BAILARES DOS PENSAMENTOS ( homenagem a todas as formas de arte) (crônica)
É uma crônica ou uma prosa? As duas coisas! Na arte tudo se pode e por ela tudo posso.
Nunca perco a alegria juvenil de assistir a um espetáculo de arte, mas tenho a obsessão de pensar que só vale a pena sair ao seu encontro se for para participar do espetáculo. De que adianta sair de casa se dele não posso participar? Como eu faço isso? Simples... caminhando em sua direção com uma preparação peculiar. As horas que antecedem eu me preparo primorosamente: O terno aguardando-me depois da rigorosa escolha, uma gravata combinando até com a Lua da noite, o meu olhar fortuito ou dissimulado para com a linda negra e esposa no seu lindo vestido especialmente comprado para a ocasião, retocando detalhes na maquiagem, — “Minha pretinha, pretinha minha, você se pintou. Pretinha, você faça tudo, mas faça um favor, não pinte esse rosto que eu gosto, que eu gosto e que é só meu. Pretinha tão linda, você já é bonita com o que Deus lhe deu” parafraseando Dorival. Ela, em cada movimento ao se retocar, expressa o seu gracioso sorriso dissimulado por saber que tenho olhares gulosos. Porém, sem ela saber, sinto discreto ciúme ao descobrir, empiricamente, que as mulheres, instintivamente ou maliciosamente, na verdade se enfeitam para se exibirem para as outras admirarem.
Outra maneira de participar é não dar por conta que já nos encontramos no teatro, no devido lugar, ouvindo murmurinhos de todos os presentes somados aos meus discretos com a amada, no eterno olhar de admiração à sua beleza. Faz parte, também, checarmos se os celulares estão realmente desligados, lançar olhares à cortina que em qualquer momento se abrirá deslumbrando a arte do cenário, da iluminação tecida pelos fios condutores de energia pelas mãos artísticas do profissional eletricista; no aparecimento dos componentes da orquestra produzindo pequenos acordes, aqui e acolá, visando as últimas afinações ou os disfarces das pequenas apreensões que os prolongados ensaios não conseguiram definitivamente eliminar. Lembro-me de uma preciosa lição: O medo é bom, já que nos mantêm alertas e concentrados durante uma empreitada.

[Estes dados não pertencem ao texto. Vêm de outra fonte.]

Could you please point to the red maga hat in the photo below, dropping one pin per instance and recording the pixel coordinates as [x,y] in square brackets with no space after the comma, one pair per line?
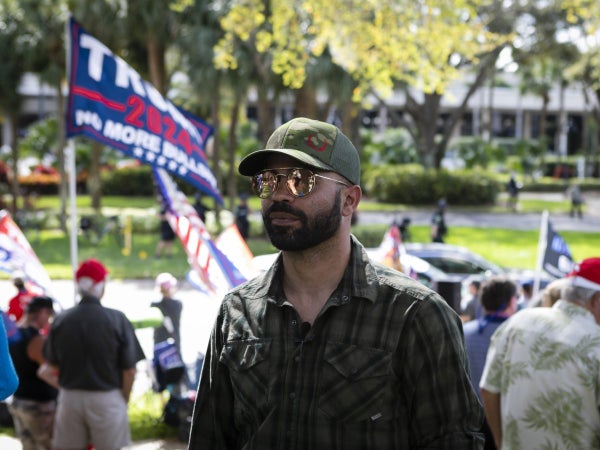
[586,274]
[92,269]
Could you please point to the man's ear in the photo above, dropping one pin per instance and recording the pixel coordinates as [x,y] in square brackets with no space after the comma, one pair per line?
[351,198]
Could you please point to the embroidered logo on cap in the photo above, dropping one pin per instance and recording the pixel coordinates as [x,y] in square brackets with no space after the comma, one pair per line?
[318,142]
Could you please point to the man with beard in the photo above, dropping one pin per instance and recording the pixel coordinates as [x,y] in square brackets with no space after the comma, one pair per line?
[327,349]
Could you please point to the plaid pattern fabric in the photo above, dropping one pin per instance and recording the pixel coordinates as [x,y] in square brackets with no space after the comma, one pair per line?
[382,367]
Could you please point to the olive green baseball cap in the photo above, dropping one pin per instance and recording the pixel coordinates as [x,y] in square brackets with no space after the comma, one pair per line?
[317,144]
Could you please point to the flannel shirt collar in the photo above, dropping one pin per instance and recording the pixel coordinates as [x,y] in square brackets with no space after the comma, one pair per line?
[360,278]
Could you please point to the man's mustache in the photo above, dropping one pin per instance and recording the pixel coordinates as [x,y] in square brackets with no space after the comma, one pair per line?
[285,208]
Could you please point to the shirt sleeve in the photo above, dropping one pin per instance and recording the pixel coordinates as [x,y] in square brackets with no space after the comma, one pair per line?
[491,377]
[212,420]
[445,411]
[8,376]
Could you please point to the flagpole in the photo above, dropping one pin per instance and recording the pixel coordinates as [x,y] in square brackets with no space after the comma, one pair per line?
[541,251]
[72,197]
[70,150]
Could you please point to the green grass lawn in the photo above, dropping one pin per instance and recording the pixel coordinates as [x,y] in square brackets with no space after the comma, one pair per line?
[508,248]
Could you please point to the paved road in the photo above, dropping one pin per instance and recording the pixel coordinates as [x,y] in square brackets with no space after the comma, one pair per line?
[518,221]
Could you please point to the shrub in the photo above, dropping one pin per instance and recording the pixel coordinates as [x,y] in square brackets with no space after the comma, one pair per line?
[413,185]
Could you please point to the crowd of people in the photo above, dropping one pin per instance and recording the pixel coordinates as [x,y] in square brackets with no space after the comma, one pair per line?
[327,348]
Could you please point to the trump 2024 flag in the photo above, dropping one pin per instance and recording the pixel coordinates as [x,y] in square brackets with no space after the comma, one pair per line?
[111,103]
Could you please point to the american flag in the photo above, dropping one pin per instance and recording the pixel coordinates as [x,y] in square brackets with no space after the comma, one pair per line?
[16,254]
[211,269]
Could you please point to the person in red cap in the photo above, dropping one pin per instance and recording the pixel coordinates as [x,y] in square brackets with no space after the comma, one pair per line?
[541,381]
[18,304]
[95,351]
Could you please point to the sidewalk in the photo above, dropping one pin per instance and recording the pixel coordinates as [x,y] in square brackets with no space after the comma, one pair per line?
[9,443]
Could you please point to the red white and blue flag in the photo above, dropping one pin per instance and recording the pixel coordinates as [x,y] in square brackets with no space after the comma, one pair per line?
[212,271]
[111,103]
[557,259]
[16,255]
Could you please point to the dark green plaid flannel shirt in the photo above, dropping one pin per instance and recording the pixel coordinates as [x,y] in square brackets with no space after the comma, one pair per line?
[382,367]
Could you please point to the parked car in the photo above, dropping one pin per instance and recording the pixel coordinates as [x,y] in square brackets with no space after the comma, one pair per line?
[454,260]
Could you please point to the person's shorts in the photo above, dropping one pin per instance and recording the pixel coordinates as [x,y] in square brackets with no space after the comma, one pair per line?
[91,417]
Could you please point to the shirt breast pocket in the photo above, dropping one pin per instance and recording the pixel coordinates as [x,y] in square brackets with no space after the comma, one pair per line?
[248,364]
[356,384]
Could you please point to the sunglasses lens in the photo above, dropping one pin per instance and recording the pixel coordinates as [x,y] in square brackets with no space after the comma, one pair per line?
[300,182]
[264,183]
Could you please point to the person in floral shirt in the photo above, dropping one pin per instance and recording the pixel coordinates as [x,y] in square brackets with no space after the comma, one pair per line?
[541,381]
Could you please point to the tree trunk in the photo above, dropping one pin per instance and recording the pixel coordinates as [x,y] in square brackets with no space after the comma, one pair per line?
[14,182]
[232,145]
[265,115]
[216,148]
[156,64]
[306,102]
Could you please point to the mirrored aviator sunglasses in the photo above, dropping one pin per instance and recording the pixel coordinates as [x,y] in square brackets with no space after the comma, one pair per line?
[299,182]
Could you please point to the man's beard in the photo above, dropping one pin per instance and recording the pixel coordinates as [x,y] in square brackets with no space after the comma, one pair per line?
[312,232]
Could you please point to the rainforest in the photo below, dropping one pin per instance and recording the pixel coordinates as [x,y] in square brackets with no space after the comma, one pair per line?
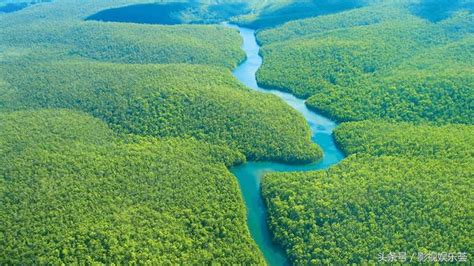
[277,132]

Como a cortina permanece uma parede, lanço olhares imaginários à coxia onde os artistas, ansiosos, aguardam pela sua deixa. Ela também... A protagonista, a bailarina, que me fez produzir com arte para bem admirá-la, bem apreciá-la em ação. Imagino:
— Deve ela estar ansiosa. Pronta, mas ansiosa. Preparada tecnicamente, concentrada, relembrando gatilhos dos quais se necessita lembrar. Recorda-se dos gritos, conselhos, repetições dos mestres e coreógrafos:
— “Incansável fazer de novo, menina, não pare, preste atenção; pliés; développés; vamos lá menina, melhorando tudo, vamos repetir; grand fouettés en tournant; hum! sei que pode fazer melhor; coupés; attitudes; arabesques. Poxa… que sustentação é essa? Estética, garota, vamos lá, repetindo; melhorando o equilíbrio agora; pose incorreta, vamos alterar, vamos melhorar.”.
Chegou o hoje... Chegou-lhe o momento. Não cabem dores e volta. A cortina será aberta, a plateia a espera, eu a espero, a minha linda negra a espera. A ribalta está em ação. Tudo começa...
Ela encanta... Enche os meus olhos pela sua beleza através da arte... Cumpriu o papel que lhe cabia ser... Ah! o que seríamos se os bailarinos não fossem tão leves?
Terminou; feliz. Foi perfeita. Valeu o ingresso. Terminou; feliz. Foi perfeita. Valeu o ingresso. Pagaria novamente para ir embora extasiado pelo que vi.
Todavia, no seu sorriso durante os aplausos dos presentes em pé, ela indica graciosamente a todos no palco dividindo os louros. Ela alcançou le grand finale. Merecido.
Lança-me, também, o olhar, eu garanto, pois faço parte do espetáculo por adorar qualquer forma de arte. Tenho que tratar a encerrar a minha parte, conjuntamente. Com todos, em pé, aplaudindo, eu me dirijo a ela lhe falando pela incontida alegria da minha alma:
— Bravo...bravo... bravo...
Eis que os presentes acompanham a partir da minha iniciativa...
— Bravo... bravo... bravo.
Assim, então, eu dou por encerrada a minha participação. Tenho certeza de que, como meu costume, as flores que enviei à arteira bailarina já se encontram em seu camarim.